29 Février 2020
Ma très chère Élise,
J’ai finalement accepté que mon nom apparaisse sur une des listes électorales de la cité jolie. Non pas que je renoncerais à me retirer de la vie publique. Tu sais que je considère que vingt-deux ans de mandats suffisent, et qu’il me faut laisser à d’autres porter nos rêves et tenter d’en faire des réalités. Être élu trop longtemps et chercher sans cesse des compromis, trop souvent aux limites du compromis avec soi-même d’ailleurs, finit en effet par user le rêve. Et qu’il en est besoin pourtant !

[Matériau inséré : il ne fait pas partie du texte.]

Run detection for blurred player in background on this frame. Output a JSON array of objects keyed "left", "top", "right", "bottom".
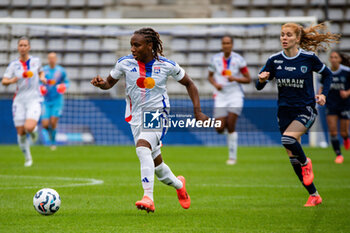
[
  {"left": 256, "top": 23, "right": 338, "bottom": 206},
  {"left": 208, "top": 36, "right": 251, "bottom": 165},
  {"left": 319, "top": 51, "right": 350, "bottom": 164},
  {"left": 1, "top": 37, "right": 46, "bottom": 167},
  {"left": 40, "top": 52, "right": 69, "bottom": 151},
  {"left": 91, "top": 28, "right": 208, "bottom": 213}
]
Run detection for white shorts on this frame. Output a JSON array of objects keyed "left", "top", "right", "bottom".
[
  {"left": 213, "top": 94, "right": 244, "bottom": 118},
  {"left": 130, "top": 124, "right": 167, "bottom": 159},
  {"left": 12, "top": 100, "right": 41, "bottom": 127}
]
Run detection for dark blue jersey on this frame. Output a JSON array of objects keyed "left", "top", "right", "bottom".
[
  {"left": 321, "top": 64, "right": 350, "bottom": 108},
  {"left": 257, "top": 49, "right": 332, "bottom": 108}
]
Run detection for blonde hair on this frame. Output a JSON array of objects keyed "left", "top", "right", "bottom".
[{"left": 281, "top": 22, "right": 340, "bottom": 52}]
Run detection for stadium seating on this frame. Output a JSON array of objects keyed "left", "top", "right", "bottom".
[{"left": 0, "top": 0, "right": 349, "bottom": 97}]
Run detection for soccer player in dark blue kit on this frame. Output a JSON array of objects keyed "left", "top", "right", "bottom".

Je serai quarante-troisième de la liste de Timour Veyri et il est donc impossible qu'à ce rang je sois élu à nouveau. Je me mets bel et bien en retrait de la vie politique publique dès le 22 mars au soir, comme je l’avais annoncé. Ma présence en fin de liste ne vise en quelque sorte qu’à signer mon soutien.
Tu me connais assez et ce choix de soutenir Timour ne t’étonne pas. Tu ne m’imaginais pas je suppose, ni me taire, ni copiner avec la droite, qu’elle fasse campagne au grand jour ou qu’elle se cache sous le masque des « En même temps ». Et je ne parle pas de l’extrême droite.

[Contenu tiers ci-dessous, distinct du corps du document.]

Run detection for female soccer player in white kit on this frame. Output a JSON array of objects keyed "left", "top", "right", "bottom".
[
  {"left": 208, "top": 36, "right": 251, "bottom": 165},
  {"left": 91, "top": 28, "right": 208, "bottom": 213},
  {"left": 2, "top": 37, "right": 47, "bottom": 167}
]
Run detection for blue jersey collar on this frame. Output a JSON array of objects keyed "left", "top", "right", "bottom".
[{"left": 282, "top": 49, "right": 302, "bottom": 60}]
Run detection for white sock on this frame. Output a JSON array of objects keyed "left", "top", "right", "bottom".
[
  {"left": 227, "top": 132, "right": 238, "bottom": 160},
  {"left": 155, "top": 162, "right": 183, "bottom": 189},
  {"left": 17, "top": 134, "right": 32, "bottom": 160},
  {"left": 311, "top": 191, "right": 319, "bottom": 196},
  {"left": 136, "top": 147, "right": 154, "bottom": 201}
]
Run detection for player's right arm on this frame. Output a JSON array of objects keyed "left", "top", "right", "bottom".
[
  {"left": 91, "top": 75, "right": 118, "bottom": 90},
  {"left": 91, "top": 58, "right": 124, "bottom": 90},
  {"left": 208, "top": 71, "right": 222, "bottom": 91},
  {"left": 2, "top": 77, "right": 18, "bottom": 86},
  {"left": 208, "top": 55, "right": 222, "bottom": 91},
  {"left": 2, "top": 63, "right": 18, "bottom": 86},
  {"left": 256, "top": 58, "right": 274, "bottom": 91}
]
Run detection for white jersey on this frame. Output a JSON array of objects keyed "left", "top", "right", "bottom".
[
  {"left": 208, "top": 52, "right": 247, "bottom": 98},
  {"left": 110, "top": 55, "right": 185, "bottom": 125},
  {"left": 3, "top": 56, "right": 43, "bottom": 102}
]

J’aurais pu en revanche choisir de m’intéresser davantage à la liste de Vincent Breuil. Je partage nombre de ses positions, tu le sais. La gratuité des 14 premiers mètres cubes d’eau qu’il propose entre autres me séduit. Ce n’est pas une idée nouvelle, mais je ne crois pas, à la différence de la gratuité des transports, qu’elle ait déjà été mise en œuvre dans une agglomération de la taille de la nôtre.
Quand j’entends monsieur Guy qualifier ce projet de mensonge, je ne m’en étonne pas. J’en suis juste un peu agacé. Comme toujours il préfère, plutôt qu’argumenter, balayer d’un mot ou d’une invective le propos de celui qui n’entre pas dans le cadre rigide de sa pensée. Pour lui, l’eau n’est qu’une question de gestion… comme toute son action d’ailleurs durant son dernier mandat. Baisser le prix du m3 , c’est montrer, croit-il, que l’on est un bon gestionnaire, mais en accorder la gratuité, c’est dilapider l’argent public.

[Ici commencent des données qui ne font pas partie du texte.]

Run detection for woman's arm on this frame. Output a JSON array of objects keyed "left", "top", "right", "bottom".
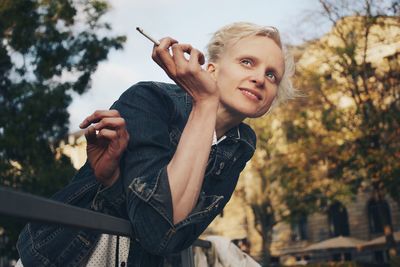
[
  {"left": 152, "top": 38, "right": 220, "bottom": 224},
  {"left": 167, "top": 99, "right": 217, "bottom": 223}
]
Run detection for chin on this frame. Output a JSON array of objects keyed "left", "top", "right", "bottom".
[
  {"left": 221, "top": 100, "right": 271, "bottom": 120},
  {"left": 246, "top": 112, "right": 268, "bottom": 119},
  {"left": 236, "top": 107, "right": 269, "bottom": 119},
  {"left": 241, "top": 103, "right": 271, "bottom": 118}
]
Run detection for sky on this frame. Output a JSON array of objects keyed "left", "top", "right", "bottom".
[{"left": 67, "top": 0, "right": 331, "bottom": 132}]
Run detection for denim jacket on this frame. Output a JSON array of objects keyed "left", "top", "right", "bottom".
[{"left": 17, "top": 81, "right": 256, "bottom": 267}]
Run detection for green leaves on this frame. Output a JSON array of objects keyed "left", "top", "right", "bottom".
[
  {"left": 0, "top": 0, "right": 126, "bottom": 173},
  {"left": 0, "top": 0, "right": 125, "bottom": 259}
]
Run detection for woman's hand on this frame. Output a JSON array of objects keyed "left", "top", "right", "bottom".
[
  {"left": 151, "top": 37, "right": 219, "bottom": 104},
  {"left": 79, "top": 110, "right": 129, "bottom": 187}
]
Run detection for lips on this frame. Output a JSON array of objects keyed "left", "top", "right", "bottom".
[{"left": 239, "top": 88, "right": 262, "bottom": 101}]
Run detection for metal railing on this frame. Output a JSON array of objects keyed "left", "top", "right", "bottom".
[{"left": 0, "top": 186, "right": 211, "bottom": 267}]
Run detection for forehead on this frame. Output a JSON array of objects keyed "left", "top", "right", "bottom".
[{"left": 223, "top": 36, "right": 285, "bottom": 74}]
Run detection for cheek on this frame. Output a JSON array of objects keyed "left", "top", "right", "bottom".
[
  {"left": 217, "top": 64, "right": 243, "bottom": 81},
  {"left": 218, "top": 68, "right": 231, "bottom": 80},
  {"left": 216, "top": 69, "right": 236, "bottom": 90},
  {"left": 258, "top": 87, "right": 278, "bottom": 113},
  {"left": 268, "top": 86, "right": 279, "bottom": 100}
]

Ce qu’il ne voit pas, c’est qu’il ne s’agit pas seulement de gestion, mais d’abord de politique au sens le plus noble du mot. Tout simplement parce que l’eau est vitale. Et, aussi paradoxal que cela puisse paraître en ces temps de pluie, elle devient rare. On ne peut plus, comme je le faisais enfant, boire directement l’eau du puits.
L’accumulation des pollutions liées à l’activité humaine, et souvent à des activités qui ne sont pas essentielles, loin de là, oblige à des traitements de plus en plus sophistiqués et de plus en plus coûteux. Que ceux qui tirent le plus de profit de cette activité paient plus cher pour remplir leurs piscines par exemple ne me gêne nullement, au contraire, pourvu que chacun, eux compris, dispose gratuitement des quantités nécessaires pour ce qui est vital, boire, se nourrir, faire sa toilette etc. C'est un choix politique. La gestion n'intervient là qu'en second, pour sa mise en œuvre.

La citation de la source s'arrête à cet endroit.